The Technology Fair Project: Participation in a Technology Fair Stimulates Student Interest in Science and Technology While Simultaneously Promoting the Development of Technological Problem Solving and Decision Making as Important Life Skills

By Mettas, Alexandros; Constantinou, Constantinos | The Technology Teacher, May-June 2006 | Go to article overview

The Technology Fair Project: Participation in a Technology Fair Stimulates Student Interest in Science and Technology While Simultaneously Promoting the Development of Technological Problem Solving and Decision Making as Important Life Skills


Mettas, Alexandros, Constantinou, Constantinos, The Technology Teacher


Introduction

The technology fair is a new idea derived from science fair projects that have been taking place for many years in the Learning in Science Group at the University of Cyprus. Technology-fair initiatives encourage students to explore their technical environment in a systematic manner. The underlying principle is that participation in a technology fair stimulates student interest in science and technology while simultaneously promoting the development of technological problem solving and decision making as important life skills.

The project took place in the context of a compulsory university course in design and technology and a collaboration framework that this course has set up with local schools. Eighty two (82) primary school students from a local school, with the assistance of 82 university students studying to become teachers, were responsible for identifying a human need, formulating a technological problem, collecting information, and developing an appropriate solution. Each university student was responsible for collaborating with one primary school student on a single technological project.

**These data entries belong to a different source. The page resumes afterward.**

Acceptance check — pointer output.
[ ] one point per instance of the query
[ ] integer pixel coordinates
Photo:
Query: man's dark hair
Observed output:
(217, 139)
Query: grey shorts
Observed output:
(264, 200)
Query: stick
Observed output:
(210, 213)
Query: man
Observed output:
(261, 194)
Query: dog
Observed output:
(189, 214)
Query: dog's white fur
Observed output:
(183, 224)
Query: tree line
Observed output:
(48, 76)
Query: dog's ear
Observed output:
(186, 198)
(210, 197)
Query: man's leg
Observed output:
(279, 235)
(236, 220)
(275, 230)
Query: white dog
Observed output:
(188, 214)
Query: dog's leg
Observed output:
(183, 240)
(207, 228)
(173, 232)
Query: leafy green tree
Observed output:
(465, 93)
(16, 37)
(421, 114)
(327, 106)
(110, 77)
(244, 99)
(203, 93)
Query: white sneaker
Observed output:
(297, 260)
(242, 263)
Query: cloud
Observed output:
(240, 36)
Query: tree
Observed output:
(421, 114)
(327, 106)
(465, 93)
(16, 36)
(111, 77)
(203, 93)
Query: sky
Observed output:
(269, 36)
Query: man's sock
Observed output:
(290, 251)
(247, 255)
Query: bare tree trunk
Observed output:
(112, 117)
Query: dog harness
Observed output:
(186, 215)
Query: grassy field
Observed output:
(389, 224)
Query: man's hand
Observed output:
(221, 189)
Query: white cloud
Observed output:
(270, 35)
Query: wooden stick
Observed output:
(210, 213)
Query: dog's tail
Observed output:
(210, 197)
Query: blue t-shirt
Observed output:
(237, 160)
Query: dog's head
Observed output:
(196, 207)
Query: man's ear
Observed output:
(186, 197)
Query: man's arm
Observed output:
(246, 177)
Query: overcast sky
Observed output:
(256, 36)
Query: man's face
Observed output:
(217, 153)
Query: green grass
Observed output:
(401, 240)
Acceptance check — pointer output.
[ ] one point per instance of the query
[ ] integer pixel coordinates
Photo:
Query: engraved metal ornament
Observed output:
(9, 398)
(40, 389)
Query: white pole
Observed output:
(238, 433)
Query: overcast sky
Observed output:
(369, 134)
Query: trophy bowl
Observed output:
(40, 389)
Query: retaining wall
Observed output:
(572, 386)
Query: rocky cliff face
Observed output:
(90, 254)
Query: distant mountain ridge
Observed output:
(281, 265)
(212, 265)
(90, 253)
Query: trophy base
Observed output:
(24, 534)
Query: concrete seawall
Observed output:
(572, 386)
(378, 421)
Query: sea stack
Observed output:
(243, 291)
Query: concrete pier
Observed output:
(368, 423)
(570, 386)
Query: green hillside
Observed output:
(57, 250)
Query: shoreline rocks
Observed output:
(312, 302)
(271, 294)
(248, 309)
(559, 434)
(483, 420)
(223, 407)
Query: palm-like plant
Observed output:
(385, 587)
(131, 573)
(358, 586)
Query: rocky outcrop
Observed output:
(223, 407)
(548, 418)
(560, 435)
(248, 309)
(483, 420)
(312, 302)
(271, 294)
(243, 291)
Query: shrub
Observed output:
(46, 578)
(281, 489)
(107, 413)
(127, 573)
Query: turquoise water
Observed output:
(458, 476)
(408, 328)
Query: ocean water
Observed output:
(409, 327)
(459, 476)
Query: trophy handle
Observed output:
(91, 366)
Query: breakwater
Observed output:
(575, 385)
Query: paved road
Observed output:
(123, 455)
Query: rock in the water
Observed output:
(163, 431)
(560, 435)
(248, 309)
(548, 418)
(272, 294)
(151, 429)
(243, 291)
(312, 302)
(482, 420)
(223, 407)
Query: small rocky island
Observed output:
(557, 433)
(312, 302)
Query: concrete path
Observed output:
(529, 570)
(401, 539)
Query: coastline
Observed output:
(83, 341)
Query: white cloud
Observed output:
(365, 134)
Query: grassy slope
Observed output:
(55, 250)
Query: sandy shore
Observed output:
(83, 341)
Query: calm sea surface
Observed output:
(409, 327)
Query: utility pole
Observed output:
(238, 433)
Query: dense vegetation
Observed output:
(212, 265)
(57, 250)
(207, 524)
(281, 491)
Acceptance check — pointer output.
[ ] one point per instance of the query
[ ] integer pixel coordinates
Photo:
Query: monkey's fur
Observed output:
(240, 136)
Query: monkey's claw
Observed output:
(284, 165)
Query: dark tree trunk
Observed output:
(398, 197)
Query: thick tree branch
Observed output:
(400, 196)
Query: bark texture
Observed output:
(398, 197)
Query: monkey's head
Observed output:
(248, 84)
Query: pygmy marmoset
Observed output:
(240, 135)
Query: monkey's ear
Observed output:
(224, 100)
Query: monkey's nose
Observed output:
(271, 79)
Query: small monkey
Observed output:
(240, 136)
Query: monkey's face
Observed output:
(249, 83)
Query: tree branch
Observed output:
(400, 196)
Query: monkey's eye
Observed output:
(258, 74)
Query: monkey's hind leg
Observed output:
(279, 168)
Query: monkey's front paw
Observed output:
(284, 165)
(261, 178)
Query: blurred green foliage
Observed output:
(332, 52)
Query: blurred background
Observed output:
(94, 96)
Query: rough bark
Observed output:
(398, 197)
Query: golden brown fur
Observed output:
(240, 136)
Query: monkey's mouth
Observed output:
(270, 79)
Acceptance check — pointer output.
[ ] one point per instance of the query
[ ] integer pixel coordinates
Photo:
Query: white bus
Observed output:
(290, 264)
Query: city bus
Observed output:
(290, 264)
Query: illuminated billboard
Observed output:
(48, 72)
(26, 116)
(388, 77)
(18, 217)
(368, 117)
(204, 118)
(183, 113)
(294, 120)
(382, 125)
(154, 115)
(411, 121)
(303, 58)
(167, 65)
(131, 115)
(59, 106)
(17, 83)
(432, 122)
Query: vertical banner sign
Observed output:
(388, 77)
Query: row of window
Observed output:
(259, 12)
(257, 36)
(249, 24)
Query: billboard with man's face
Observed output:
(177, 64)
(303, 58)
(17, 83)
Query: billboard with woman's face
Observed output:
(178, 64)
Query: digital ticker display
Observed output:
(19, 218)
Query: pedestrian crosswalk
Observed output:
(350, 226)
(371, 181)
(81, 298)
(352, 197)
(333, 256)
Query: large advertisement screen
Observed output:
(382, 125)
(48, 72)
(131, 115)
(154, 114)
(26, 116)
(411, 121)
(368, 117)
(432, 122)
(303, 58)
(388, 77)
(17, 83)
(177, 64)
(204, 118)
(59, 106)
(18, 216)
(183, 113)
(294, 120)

In this context, technology fair projects provide an opportunity for interaction between undergraduate student teachers and elementary school students so that they can work as a team with shared but different goals: The child aims to solve a problem and present both the problem and the solution during the technology fair; the student-teacher aims to use the interaction as a process for helping the child develop problem-solving and decision-making skills through a systematic approach.

Technology Fair Requirements

During the fair, each pupil, with his preservice teacher, displayed a poster describing the design process (see Figure 1 for an example).

[FIGURE 1 OMITTED]

Pupils and preservice teachers also presented the artifact they constructed as a solution to the technological problem (Figure 2).

[FIGURE 2 OMITTED]

Additionally, the children engage the public in a specific aspect of their work through a specially designed interactive exhibit (see the photograph in Figure 3).

[FIGURE 3 OMITTED]

Technology Fair Projects

The children and preservice teachers worked in a one-to-one collaboration for the solution of their chosen technological problem. Some of the solutions presented during the technology fair are decribed below.

Solar Car

The design brief required children to design and make a solar car. The car should be powered with a small photovoltaic cell. The artifact should be constructed with lightweight and cheap materials. The solution given by one child is shown in Figure 4.

[FIGURE 4 OMITTED]

Model of Bridge

The design brief required children to design and make a simple model of a bridge. The model should be able to allow small boats to pass below its surface. The solution given by one child is shown in Figure 5.

[FIGURE 5 OMITTED]

Catapult

The design brief required children to design and make a simple catapult. The catapult should be able to throw light materials to a minimum distance of two meters. The solution given by one child is shown in Figure 6.

[FIGURE 6 OMITTED]

Electronic Quiz Game

The design brief required children to design and make an electronic quiz game. The game should be constructed using cheap materials and simple electric circuitry. The game should be interactive and have an educational purpose.